I have been thinking about the “grieving mode” for men, since life circumstances have brought me into the grieving mode as of late. There are times when you cannot do anything about relationships and circumstances in life. You would like to change the situation or at least have some understanding of the dynamics. But that is not always possible. It is then that allowing yourself to grieve can be a practice that will give you loving resolve and grace what simply “is.” You will grieve when you cannot change the circumstance or relationship.
David faced intense opposition from even those who were close to him. Some of his psalms were laments, which is another way of talking about grieving. He express his grief from being betrayed by close friends in Ps 59:13. “But it was you, a man like myself, my companion, my close friend, with whom I once enjoyed sweet fellowship…..” But David had learned to bring his grief to God. “Listen to my prayer, O God, do not ignore my plea; hear me and answer me. My thoughts trouble me and I am distraught…” (verse 1).

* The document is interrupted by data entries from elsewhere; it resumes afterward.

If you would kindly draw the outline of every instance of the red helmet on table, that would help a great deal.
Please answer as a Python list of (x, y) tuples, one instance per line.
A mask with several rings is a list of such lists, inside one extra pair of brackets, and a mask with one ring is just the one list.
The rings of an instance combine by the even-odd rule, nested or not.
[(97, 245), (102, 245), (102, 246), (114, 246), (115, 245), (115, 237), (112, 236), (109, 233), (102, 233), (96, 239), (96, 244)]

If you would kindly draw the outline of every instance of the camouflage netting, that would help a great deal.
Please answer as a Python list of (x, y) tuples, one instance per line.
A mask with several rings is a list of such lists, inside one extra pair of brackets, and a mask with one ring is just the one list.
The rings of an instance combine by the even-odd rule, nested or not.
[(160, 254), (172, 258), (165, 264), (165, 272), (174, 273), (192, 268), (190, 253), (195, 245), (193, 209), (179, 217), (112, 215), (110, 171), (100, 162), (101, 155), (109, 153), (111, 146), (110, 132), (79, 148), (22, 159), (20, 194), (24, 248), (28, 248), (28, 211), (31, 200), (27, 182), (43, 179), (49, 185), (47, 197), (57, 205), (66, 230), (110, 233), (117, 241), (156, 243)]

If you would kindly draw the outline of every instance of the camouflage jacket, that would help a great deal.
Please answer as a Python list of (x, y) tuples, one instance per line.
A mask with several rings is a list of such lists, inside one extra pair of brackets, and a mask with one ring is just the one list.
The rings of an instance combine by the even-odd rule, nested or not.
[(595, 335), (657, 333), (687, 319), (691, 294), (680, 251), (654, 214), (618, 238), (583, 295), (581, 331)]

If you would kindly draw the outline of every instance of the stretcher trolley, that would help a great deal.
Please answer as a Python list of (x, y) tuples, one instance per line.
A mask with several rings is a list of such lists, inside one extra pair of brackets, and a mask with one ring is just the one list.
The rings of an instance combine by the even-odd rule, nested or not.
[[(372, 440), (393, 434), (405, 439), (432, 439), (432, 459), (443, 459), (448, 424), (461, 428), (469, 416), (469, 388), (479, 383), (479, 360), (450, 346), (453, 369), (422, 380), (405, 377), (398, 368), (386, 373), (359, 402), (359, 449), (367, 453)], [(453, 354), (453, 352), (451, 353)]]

I am talking about my experience of grieving for two reasons. First to share my testimony of the help I have found in coming to a somewhat healthy practice of grieving and secondly to encourage men, reading this blog, to do their “grief work.” Grieving is not easy for us men to process or experience. Much of men’s anger is really unprocessed pain and grief. Buried grief is unfinished hurt. Many men don’t know they are sad, living with a well of unfinished hurt. So often men will mistake this unprocessed grief for anger. Without some grieving process however, men will tend to be angry and want to control, especially in relationships.
In a nutshell this is what I am learning about grieving. It is a normal part of being a follower of Jesus. I have had to be honest about my real feelings, learning to express them to others who have loved me. This helps me in the sorting process, to discern the difference between anger and hurt. Anger is something that I have to repent of, while grief is something that I need to learn to bear. I will simply be in situations where I can only grieve. When I know this I can find strength and grace to keep on keeping on. But the key is opening my heart to the light and love of Jesus, so that my confused and frustrating emotions can be straightened out. Space is created to respond with grace and love. I can testify to the wonderful grace that is given to grieve in life’s situations.
Men when we neglect or skip the grieving mode tend to go into either the fixing mode or understanding mode. Richard Rohr maintains that without grief work “the soul remains self-enclosed, rattling around inside its limited logic and basically disconnected.” Yes it is true that the grieving mode will feel like dying. But without the honesty in which we release our pain and hurt, men can easily suffer through the neurotic pain of aimless depression, desperation, addition and temptation. The pain becomes too great to endure, so men will act out.
This is why Richar Rohr in his men’s work has chosen the sign of Jonah for his work. The only way, at times, for God to get our attention is for us to go into the belly of the whale. There we sit in darkness and silence and come to the realization that we are running from God and his help for us. Rohr observes, “Much of early men’s work is teaching men how to trust their time in the belly of the whale, how to stay there without needing to fix, to control or even to fully understand it, and to wait until God spits you on a new shore.”
If today you are a man absorbed with a kind of aimless pain of anger, sorrow and disappointment, allow yourself the freedom to be into the belly of whale. That will entail facing your own darkness and let God sort it for you. My strong advice is to find someone else to sit with you as you go through the sorting out of your anger and grief. You will not be able to do it alone. But I promise you, you will have a new inner strength to face the occasion when you will have to grieve.